En tout cas, pendant que sa sœur s’énerve après elle à cause de son absence lors des déjeuners avec Abbot, Anne reçoit une missive de Miss Walker lui demandant une nouvelle fois de la merci alors que le Capitaine Sutherland (le mari de sa sœur, si j’ai bien tout suivi) vient d’arriver. Aussitôt la lettre lue, Anne retourne à Crow Nest, où elle apprend que son amante verra le docteur Hamilton, un médecin pour les femmes. Voilà qui ne plaît pas tellement à Anne, franchement. Elle est inquiète, mais n’a pas trop le choix que de donner le change et de venir en aide à Ann pour qu’elle fasse ses bagages. Ce n’est pas du tout les intentions de Miss Walker qui insiste encore et toujours pour avoir des promesses de la part d’Anne. Cette fois-ci, Anne craque et lui promet, parce qu’elle est faible en sa présence, évidemment.
Si elle passe bien la nuit avec Miss Walker, tout n’est pas si simple pour elle : Anne est bouleversée de comprendre pourquoi Ann ne veut s’engager avec elle.
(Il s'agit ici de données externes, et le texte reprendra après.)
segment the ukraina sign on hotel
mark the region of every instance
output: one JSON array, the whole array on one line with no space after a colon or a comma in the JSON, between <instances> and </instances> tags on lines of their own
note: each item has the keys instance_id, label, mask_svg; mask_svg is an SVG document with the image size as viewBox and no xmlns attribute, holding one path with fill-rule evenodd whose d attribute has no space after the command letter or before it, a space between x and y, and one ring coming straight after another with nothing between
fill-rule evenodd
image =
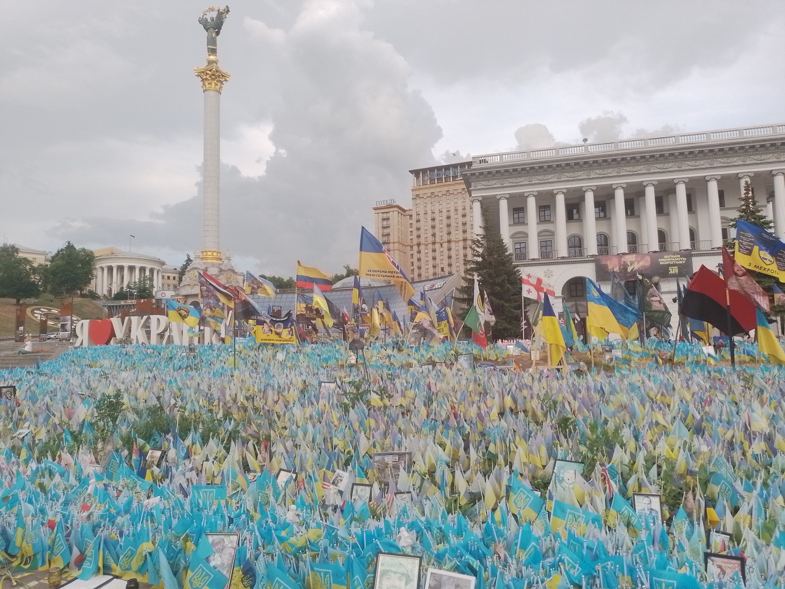
<instances>
[{"instance_id":1,"label":"ukraina sign on hotel","mask_svg":"<svg viewBox=\"0 0 785 589\"><path fill-rule=\"evenodd\" d=\"M622 282L633 280L637 274L650 280L655 276L685 278L692 275L692 254L687 251L596 256L594 271L597 282L610 280L613 273Z\"/></svg>"},{"instance_id":2,"label":"ukraina sign on hotel","mask_svg":"<svg viewBox=\"0 0 785 589\"><path fill-rule=\"evenodd\" d=\"M135 344L174 344L188 346L196 343L199 337L189 331L188 324L170 321L164 315L144 315L141 317L112 317L111 319L83 319L76 324L75 347L106 346L118 340L130 340ZM210 327L204 328L203 343L220 344L221 334Z\"/></svg>"}]
</instances>

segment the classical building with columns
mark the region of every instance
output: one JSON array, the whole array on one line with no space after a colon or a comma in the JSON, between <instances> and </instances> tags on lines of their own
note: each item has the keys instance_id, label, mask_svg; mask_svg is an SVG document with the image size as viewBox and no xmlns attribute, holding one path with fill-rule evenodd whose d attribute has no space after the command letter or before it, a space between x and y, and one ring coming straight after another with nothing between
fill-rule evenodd
<instances>
[{"instance_id":1,"label":"classical building with columns","mask_svg":"<svg viewBox=\"0 0 785 589\"><path fill-rule=\"evenodd\" d=\"M171 280L164 280L166 266L163 260L154 256L123 251L118 247L104 247L93 250L95 254L95 276L91 288L102 297L111 298L115 293L125 290L132 282L149 276L153 281L153 290L163 290ZM177 270L174 270L177 273ZM172 273L166 269L167 278Z\"/></svg>"},{"instance_id":2,"label":"classical building with columns","mask_svg":"<svg viewBox=\"0 0 785 589\"><path fill-rule=\"evenodd\" d=\"M557 310L580 316L597 254L690 251L693 271L716 270L746 181L785 238L783 174L779 124L488 154L462 170L473 232L499 232L554 287ZM660 290L673 309L676 280Z\"/></svg>"}]
</instances>

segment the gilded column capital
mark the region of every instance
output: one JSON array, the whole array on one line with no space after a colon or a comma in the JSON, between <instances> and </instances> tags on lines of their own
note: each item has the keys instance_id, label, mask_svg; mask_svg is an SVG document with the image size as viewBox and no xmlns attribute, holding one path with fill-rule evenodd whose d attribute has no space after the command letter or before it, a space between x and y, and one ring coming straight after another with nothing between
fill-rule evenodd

Elle lui explique qu’elle sait les regards qu’on lui jette et qu’elle ignore, et elle finit en larmes de savoir que personne ne voudra jamais d’elle, précisément à cause de ça.
La scène est magnifique, c’est sûr, et ça nous montre bien les fragilités d’Anne. Le lendemain, elle doit dire au revoir à Ann, qui lui offre tout de même une Bible. Alors qu’Ann s’apprête à partir, Anne est confrontée à Mrs Sutherland expliquant qu’elle aimerait bien qu’Ann cède aux avances de son neveu qui veut se marier avec elle, sutout que ça permettrait de régler quelques dettes familiales. Comme toujours, Anne n’envoie pas dire ce qu’elle a à dire, puis elle regarde Miss Walker partir vers l’Ecosse. La séparation est cruelle, parce qu’elle ne sait pas du tout quand elles se reverront, et c’est vrai qu’avec la musique du générique par-dessus, c’est tout bouleversant à regarder.
De son côté, Thomas se retrouve dragué par Miss Washington, même s’il ne s’en rend même pas compte. Cette dernière lui apprend qu’elle veut devenir apprentie couturière, avant de s’extasier de voir son cochon en si bonne santé. Eh bah. Le flirt mène à quelques baisers entre eux et une jolie scène en forêt où elle lui explique qu’elle aimerait bien qu’il veuille l’épouser. Reste à voir s’il aura le courage de le demander à son peut-être futur beau-père, parce qu’il n’est pas vraiment le gendre idéal à être fermier. Elle est clairement plus éduquée que lui, et plus riche surtout… Affaire à suivre, si tant est que les scénaristes s’y intéressent ensuite.